En revanche, Jules Ferry plaide explicitement pour l’engagement politique des instituteurs et des institutrices en faveur de la République et de la Révolution française dans l’enceinte scolaire elle-même. Et il s’agit bien d’une prise de parti politique, reconnue et revendiquée comme telle : « Nous nous entendons bien, nous ne rééditons pas ici la formule qui fut célèbre dans les dernières années de l’établissement si difficile, si contesté de la République, cette formule du fonctionnaire qui disait : ‘’ Je ne fais pas de politique !’’. Nous ne l’entendons pas ainsi :je ne dirai pas, et vous ne me laisseriez pas dire qu’il ne doit pas y avoir dans l’enseignement primaire, dans votre enseignement, aucun esprit, aucune tendance politique. A Dieu ne plaise ! Pour deux raisons : d’abord, n’êtes-vous pas chargés, d’après les nouveaux programmes, de l’enseignement civique ? C’est une première raison. Il y en a une seconde, et plus haute, c’est que vous êtes tous les fils de 1789 ! Vous avez été affranchis comme citoyens par la Révolution française, vous allez être émancipés comme instituteurs par la République de 1880 : comment n’aimeriez-vous pas et ne feriez-vous pas aimer dans votre enseignement et la Révolution et la République ? » (discours de Jules Ferry au congrès pédagogique des instituteurs du 25 avril 1881).

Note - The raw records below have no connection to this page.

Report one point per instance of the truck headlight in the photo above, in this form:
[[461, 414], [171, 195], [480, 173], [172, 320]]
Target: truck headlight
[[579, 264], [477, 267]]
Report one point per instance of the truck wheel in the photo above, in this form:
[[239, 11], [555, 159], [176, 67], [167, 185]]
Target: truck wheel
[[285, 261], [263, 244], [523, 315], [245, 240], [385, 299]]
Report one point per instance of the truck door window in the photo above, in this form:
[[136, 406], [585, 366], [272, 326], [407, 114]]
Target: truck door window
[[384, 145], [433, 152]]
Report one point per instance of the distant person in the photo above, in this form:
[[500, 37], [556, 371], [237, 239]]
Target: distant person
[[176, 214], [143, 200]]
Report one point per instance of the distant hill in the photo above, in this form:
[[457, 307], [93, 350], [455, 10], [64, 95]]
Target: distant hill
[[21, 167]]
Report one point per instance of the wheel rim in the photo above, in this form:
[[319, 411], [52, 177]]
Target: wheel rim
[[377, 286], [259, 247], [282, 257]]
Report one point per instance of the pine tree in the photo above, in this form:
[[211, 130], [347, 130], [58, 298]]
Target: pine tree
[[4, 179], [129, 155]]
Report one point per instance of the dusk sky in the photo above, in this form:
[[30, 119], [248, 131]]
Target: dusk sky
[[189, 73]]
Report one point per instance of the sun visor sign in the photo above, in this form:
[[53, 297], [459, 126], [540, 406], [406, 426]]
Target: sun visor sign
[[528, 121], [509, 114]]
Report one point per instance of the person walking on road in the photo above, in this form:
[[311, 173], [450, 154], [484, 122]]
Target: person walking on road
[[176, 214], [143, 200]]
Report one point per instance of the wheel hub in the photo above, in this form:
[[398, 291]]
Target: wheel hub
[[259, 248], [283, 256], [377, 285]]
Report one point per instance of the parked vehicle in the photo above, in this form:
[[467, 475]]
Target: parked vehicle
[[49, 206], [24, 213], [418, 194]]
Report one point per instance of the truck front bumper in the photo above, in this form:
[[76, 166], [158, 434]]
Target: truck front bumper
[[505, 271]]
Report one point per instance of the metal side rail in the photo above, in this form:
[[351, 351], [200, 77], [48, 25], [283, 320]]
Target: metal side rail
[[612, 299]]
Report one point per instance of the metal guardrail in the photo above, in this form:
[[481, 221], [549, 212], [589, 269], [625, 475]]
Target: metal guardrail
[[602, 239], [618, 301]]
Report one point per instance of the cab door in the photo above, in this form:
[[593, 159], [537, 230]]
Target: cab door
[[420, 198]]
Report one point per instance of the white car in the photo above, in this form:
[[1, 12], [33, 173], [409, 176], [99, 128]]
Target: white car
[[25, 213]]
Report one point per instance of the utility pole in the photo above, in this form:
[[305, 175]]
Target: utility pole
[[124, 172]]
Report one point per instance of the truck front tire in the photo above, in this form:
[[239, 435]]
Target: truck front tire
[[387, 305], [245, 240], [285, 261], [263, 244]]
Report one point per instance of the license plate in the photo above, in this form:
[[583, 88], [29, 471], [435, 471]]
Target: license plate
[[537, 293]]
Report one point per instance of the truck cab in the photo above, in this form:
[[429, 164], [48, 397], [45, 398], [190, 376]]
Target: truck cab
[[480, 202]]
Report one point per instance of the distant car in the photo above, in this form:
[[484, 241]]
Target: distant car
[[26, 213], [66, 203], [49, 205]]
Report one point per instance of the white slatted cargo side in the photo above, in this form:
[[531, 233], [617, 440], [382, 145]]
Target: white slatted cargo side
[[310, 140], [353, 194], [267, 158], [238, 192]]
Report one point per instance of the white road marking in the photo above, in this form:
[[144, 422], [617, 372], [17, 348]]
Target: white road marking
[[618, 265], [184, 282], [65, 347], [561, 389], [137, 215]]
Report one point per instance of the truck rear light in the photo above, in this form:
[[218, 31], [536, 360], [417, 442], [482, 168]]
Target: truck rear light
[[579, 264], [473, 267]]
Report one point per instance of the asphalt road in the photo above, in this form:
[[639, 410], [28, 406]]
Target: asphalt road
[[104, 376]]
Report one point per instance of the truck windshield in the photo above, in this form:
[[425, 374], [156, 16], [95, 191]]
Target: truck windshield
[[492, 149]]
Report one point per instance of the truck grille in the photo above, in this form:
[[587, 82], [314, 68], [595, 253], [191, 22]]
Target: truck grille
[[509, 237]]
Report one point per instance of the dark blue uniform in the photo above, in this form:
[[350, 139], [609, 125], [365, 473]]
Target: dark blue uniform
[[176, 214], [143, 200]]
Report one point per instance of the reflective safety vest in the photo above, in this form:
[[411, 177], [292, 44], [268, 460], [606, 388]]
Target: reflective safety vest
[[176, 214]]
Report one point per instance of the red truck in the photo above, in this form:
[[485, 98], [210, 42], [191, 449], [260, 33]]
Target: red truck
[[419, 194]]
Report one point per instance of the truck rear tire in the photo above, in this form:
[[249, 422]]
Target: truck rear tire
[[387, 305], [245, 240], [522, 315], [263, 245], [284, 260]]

On ne peut pas dire que cette prise de position privilégie le consensus .C’est alors une prise de parti encore plus résolue que ne le seraient actuellement des engagements forts contre le sexisme, le racisme, la xénophobie. Les fondateurs de l’Ecole de la troisième République, et Jules Ferry au premier chef, sans chercher bien sûr à provoquer inutilement, n’ont d’aucune façon une conception neutralisante ou lénifiante de l’Ecole laïque et républicaine.
Les enseignants du primaire doivent en effet non seulement expliquer la Révolution française et la République, mais les faire « aimer ». Et cela à un moment où la République est condamnée par l’Eglise ; à un moment où seule une courte majorité de Français vient d’être favorable au régime républicain, où les républicains eux-mêmes ne sont pas tous d’accord – loin s’en faut - pour assumer « en bloc » l’héritage de la Révolution »…In fine, et sans l’ombre d’une hésitation, les instituteurs et institutrices sont instamment sommés d’intervenir, de prendre parti, à l’Ecole même, sur les enjeux politiques majeurs de l’époque, pourtant objets de furieuses controverses...
Alors, le respect absolu des ''consciences'' lorsqu'il s'agit des religions et un engagement déterminé (qui peut les heurter) lorsqu'il s'agit d'affermir la République et les valeurs républicaines ? Une leçon posthume de Jules Ferry ? Mais qui demande sans aucun doute de la clarté, voire des clarifications.